Created by ad agency, Mother, the campaign’s playful misdirect is designed to “give consumers a pleasant surprise and put IKEA kitchen’s design, quality and expertise front and centre of the conversation”. 

The campaign is live across video-on-demand, TikTok, press, social media, in-store and online. 

Image credit: IKEA


Idris Elba is leading the charge against rising knife crime with a new campaign launched by his marketing agency, SillyFace. 

At the heart of the campaign is a music video starring Elba himself, as well as families of victims of youth violence. Created by upcoming filmmakers and producers who have been affected by knife crime themselves, the video sees Elba leading the vocals on a song titled ‘Knives Down’, which calls for the banning of zombie knives and machetes. 

The campaign also includes an installation in Parliament Square that displays the last outfits worn by victims of knife crime, to show the human cost of the violent epidemic, and a series of billboards featuring the relatives of young people who have lost their lives to knife-related violence. 

The Chief Creative Officer at SillyFace explained “The power of advertising lies in bringing the story behind the facts and figures to life, and to prompt an emotional response that will lead to meaningful action.” 

Speaking on the subject himself, Elba said: “I can’t stay silent as more young lives are lost to these brutal and heartless crimes.
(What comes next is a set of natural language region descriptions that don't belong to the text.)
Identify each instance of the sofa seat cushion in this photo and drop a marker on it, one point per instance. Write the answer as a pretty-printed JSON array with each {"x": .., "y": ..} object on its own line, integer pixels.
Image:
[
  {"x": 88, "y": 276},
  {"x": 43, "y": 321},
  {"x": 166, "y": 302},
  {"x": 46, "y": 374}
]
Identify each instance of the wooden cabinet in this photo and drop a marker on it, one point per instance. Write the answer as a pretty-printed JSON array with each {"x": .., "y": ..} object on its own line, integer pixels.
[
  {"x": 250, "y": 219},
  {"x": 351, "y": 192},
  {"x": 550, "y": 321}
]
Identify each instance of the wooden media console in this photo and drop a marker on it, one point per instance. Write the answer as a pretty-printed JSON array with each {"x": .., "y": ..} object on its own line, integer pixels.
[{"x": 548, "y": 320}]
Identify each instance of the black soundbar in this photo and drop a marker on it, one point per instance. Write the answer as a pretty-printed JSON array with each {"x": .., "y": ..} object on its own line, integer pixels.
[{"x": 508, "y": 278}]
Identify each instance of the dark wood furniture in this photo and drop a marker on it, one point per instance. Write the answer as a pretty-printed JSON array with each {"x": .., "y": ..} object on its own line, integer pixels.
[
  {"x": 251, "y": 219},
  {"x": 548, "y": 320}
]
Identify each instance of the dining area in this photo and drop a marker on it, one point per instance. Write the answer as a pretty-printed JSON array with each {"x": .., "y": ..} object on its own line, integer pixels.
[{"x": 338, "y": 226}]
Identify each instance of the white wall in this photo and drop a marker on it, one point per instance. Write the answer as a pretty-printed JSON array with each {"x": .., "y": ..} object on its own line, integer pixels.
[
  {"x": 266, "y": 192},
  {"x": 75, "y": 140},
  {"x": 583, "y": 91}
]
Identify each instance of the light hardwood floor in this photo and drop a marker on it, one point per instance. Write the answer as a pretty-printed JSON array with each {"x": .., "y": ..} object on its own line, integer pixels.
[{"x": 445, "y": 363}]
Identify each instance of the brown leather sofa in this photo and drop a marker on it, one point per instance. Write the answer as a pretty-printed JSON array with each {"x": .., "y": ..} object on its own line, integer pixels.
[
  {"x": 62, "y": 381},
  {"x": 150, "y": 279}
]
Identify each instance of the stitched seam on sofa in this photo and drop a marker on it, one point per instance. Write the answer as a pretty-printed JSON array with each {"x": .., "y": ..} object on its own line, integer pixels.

Parliament has repeatedly not given this issue the focus it deserves, and our political leaders need to prioritise it now.” 

Image credit: The Independant


Anheuser-Busch InBev (AB InBev), the world’s largest drink and brewer company, has become the first beer partner of the Olympics, in a marketing deal that is set to last until 2028. Known for brands such as Budweiser, Corona and Stella Artois, the company has announced that they’ll lead with their non-alcoholic brand, Corona Cero, for the Paris 2024 games. 

Alcohol sponsorship has long been associated with international sports events, however, alcohol brands have been notably absent as a major sponsor at the Olympics, with this partnership marking a watershed moment for the sporting event. 

The choice for AB InBev to begin their sponsorship journey with a non-alcoholic beer is also a change in direction for the brand, as they seek to change their image among audiences and appeal to more health-conscious consumers.